In 2019, Malafaia and her team classified Vallibonavenatrix within the Spinosauridae, a family of large-bodied tetanuran dinosaurs traditionally separated into two subfamilies: Spinosaurinae and Baryonychinae. Though closer in proximity to European baryonychines such as Baryonyx from the Barremian of Spain and England, Vallibonavenatrix was found to be more closely related to spinosaurines such as Spinosaurus and Irritator from the southern supercontinent Gondwana, and the Asian genus Ichthyovenator. Thus, Malafaia and colleagues placed it within Spinosaurinae.

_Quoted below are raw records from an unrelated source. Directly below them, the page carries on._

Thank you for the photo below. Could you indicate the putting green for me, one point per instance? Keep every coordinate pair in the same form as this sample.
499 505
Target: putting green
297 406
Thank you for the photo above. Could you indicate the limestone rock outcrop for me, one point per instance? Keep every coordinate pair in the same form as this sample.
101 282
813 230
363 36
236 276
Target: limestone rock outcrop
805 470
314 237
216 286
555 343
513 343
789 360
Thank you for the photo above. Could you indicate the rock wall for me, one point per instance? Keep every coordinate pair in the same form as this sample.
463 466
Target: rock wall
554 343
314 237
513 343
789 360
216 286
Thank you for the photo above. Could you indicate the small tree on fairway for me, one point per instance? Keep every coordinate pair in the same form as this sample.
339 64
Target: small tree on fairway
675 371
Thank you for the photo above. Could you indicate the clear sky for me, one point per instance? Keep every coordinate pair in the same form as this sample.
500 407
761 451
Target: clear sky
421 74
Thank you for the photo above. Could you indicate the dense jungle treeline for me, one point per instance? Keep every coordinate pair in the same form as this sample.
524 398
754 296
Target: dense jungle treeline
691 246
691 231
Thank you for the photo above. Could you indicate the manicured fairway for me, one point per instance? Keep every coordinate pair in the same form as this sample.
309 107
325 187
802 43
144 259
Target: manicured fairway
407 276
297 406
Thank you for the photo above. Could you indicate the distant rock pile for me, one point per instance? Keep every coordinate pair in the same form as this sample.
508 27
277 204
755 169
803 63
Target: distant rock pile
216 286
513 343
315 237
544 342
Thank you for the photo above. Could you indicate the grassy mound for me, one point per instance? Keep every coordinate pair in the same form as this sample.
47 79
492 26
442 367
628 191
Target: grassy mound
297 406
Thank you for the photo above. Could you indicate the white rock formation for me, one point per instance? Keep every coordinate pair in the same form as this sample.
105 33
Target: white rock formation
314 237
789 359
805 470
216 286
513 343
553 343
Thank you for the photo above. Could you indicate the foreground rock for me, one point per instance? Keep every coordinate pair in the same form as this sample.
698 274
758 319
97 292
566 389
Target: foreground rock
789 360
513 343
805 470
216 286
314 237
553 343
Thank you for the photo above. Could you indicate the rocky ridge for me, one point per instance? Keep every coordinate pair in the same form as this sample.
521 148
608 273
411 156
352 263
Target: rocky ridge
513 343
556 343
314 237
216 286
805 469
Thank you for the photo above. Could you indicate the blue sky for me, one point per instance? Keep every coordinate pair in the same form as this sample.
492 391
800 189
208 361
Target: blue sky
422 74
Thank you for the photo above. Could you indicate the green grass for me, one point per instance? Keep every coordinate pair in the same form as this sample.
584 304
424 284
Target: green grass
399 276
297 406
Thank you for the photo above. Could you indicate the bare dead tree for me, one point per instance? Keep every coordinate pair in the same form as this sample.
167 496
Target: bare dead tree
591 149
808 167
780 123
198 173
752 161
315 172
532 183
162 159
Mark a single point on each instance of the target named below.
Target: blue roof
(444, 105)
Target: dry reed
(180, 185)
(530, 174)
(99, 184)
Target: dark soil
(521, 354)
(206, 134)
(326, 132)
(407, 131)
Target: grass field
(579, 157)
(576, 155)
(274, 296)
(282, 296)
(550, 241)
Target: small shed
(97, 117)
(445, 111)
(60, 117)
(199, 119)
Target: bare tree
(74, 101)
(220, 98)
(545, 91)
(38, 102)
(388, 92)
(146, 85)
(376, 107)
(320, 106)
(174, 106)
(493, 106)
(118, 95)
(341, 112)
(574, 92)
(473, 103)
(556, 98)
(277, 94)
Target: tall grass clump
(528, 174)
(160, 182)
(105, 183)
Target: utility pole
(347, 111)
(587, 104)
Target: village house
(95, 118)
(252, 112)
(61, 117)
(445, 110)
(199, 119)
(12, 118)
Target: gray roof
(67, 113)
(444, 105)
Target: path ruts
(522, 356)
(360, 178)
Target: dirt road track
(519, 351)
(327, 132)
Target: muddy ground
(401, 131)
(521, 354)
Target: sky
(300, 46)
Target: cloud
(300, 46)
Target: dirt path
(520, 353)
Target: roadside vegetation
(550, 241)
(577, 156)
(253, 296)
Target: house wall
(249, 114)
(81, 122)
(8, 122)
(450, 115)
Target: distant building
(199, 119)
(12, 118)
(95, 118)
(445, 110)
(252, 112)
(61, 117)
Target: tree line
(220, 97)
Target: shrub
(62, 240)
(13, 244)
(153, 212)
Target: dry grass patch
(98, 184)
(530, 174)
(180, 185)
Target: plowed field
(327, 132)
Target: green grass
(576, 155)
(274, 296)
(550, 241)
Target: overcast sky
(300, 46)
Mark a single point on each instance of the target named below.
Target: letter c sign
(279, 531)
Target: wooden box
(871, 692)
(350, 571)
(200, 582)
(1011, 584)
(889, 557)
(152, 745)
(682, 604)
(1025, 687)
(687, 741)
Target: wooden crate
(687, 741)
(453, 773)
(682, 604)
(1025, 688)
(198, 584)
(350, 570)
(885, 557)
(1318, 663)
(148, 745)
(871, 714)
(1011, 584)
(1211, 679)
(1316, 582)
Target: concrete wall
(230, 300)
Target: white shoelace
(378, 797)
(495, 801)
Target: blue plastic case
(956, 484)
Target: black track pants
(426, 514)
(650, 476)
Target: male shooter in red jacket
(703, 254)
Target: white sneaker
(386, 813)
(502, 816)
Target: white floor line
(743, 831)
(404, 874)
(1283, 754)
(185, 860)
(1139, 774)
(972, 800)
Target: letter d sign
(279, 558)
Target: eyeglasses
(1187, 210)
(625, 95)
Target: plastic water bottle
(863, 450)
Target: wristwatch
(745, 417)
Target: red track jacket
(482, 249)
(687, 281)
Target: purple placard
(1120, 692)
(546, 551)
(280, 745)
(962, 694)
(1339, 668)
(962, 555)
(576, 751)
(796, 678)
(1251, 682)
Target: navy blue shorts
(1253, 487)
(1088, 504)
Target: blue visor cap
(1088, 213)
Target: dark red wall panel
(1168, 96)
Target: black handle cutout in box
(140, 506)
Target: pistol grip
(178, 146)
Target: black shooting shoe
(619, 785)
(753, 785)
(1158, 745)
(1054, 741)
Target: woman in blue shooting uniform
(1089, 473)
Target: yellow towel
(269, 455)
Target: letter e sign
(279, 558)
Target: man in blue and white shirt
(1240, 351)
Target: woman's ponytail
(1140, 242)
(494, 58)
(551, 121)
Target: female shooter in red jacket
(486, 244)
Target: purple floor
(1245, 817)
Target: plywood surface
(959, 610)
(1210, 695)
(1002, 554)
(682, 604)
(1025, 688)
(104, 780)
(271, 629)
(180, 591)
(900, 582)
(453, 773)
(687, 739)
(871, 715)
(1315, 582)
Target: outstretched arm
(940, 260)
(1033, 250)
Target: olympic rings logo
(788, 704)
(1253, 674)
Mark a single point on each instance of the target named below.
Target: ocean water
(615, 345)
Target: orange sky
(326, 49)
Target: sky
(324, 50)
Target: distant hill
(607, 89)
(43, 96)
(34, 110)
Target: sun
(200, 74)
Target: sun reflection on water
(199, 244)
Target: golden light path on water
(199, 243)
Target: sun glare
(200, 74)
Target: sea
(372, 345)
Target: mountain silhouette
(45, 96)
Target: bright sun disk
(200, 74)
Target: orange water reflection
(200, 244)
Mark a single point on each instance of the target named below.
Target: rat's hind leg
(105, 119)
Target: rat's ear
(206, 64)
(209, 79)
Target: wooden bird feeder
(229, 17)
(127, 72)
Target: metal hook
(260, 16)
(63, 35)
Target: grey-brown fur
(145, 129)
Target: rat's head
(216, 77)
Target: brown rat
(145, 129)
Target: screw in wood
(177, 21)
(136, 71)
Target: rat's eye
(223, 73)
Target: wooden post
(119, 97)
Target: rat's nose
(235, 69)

The results of their analysis are shown in the following cladogram:'

However, in 2021, Chris Barker and colleagues instead found Vallibonavenatrix in one of two positions, depending on the type of analysis (parsimony-based or Bayesian) that they performed: outside of both Spinosaurinae and Baryonychinae as the most basal (least specialized) spinosaurid, or as a member of the Baryonychinae. They concluded that its phylogenetic position was unstable.

Like the results of Barker et al., a 2022 study by Octávio Mateus and Darío Estraviz-López did not find Vallibonavenatrix to be a spinosaurine. However, certain anatomical characteristics may indicate an affinity with that group, rather than with the baryonychines. Spinosaurine affinities were supported in a 2025 reassessment of Camarillasaurus by Rauhut and colleagues, who recovered Vallibonavenatrix within the Spinosaurinae, diverging after Iberospinus.

== Palaeoenvironment ==
Vallibonavenatrix hails from the Arcillas de Morella Formation, which has been dated to the Barremian stage of the Early Cretaceous period, between 129.4 and 125 million years ago. It coexisted in this environment with other dinosaurs including the ornithischians Iguanodon bernissartensis and Morelladon beltrani, an indeterminate sauropod, and fellow spinosaurid Protathlitis.